Openbaar Leven van Jezus
Hoofdstuk XVI –
Reis naar Judea heen en terug
(van 28 maart tot 9 april 1823)
(vervolg).
Jezus te Rama en te Taänat-Siloh.
1184.
Jezus ging met de leerlingen 3 uren noordwaarts. In het
voorbijgaan liet Hij Betsoer (Betsoer 1), waar Hij, nog niet lang
geleden, was en onderwees, een half uur links liggen (2 uren ten
noordwesten van Jeruzalem en een flink uur ten westen van Jezus’
weg). Ook is Hij (op een afstand) voorbij Anatot gedaan
(4 km ten oosten van zijn weg en ten noordoosten van Jeruzalem).
Een uur verder herbergde en overnachtte Hij te Rama (stad die
nog er-Ram heet, 8 km ten noorden van Jeruzalem).

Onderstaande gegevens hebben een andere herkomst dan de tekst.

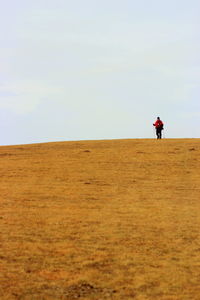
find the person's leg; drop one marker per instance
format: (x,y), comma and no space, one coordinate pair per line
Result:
(157,133)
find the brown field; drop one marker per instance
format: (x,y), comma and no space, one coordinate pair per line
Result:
(116,219)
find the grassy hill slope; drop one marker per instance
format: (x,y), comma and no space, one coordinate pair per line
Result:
(114,219)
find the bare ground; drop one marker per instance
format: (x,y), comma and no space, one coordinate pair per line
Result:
(99,220)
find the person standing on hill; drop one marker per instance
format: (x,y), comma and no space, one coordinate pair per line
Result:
(159,127)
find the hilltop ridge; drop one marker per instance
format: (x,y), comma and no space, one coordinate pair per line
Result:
(109,219)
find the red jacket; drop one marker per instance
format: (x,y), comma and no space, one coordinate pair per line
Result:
(158,124)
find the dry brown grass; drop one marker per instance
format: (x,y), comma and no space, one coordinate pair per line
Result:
(100,220)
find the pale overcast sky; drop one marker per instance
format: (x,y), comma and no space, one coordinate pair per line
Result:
(73,70)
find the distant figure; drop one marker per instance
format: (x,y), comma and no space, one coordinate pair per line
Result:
(159,127)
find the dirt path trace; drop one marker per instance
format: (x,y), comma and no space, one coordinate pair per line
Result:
(117,219)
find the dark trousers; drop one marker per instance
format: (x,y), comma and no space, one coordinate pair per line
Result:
(159,133)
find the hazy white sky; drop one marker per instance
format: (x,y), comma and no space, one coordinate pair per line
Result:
(93,69)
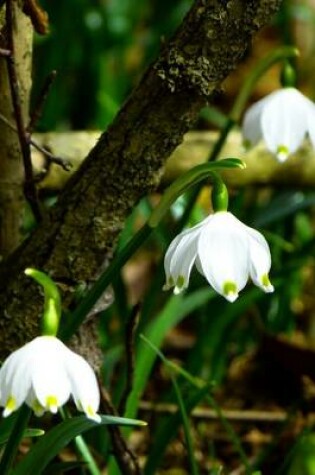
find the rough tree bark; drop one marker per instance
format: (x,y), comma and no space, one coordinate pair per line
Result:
(79,234)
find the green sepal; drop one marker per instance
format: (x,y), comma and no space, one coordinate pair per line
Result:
(52,301)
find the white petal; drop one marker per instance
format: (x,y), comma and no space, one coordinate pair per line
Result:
(15,380)
(49,378)
(84,387)
(180,257)
(251,127)
(311,121)
(284,122)
(223,251)
(260,260)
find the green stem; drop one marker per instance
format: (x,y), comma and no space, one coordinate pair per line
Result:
(82,447)
(220,195)
(86,455)
(15,438)
(190,446)
(280,54)
(72,322)
(52,304)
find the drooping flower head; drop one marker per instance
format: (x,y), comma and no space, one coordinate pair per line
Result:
(43,374)
(225,251)
(282,120)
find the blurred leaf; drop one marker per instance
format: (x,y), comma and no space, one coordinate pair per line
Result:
(58,437)
(176,309)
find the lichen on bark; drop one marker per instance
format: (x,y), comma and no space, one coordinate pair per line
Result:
(79,234)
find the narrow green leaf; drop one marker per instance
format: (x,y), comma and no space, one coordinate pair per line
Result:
(176,309)
(187,180)
(58,437)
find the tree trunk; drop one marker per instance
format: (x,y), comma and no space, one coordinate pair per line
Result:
(77,238)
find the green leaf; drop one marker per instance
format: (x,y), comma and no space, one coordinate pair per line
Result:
(58,437)
(186,181)
(176,309)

Mikmas, waar Maria haar twaalfjarige Jezus miste, ligt nog
verder, rechts (nl. een uur ten noordoosten van er-Ram).
3 april = 16 Nisan. –
Jezus ging heden van Rama naar Taänat-Siloh, de landbouwstad
bij Sikar. Al vroeger had men Hem hier goed ontvangen, maar
heden ontving men Hem nog guller, zoals nu in het algemeen
overal waar Hij komt, daar alle Farizeeën en ook alle volwassen
gezonde mannen en jongelingen te Jeruzalem voor het feest zijn.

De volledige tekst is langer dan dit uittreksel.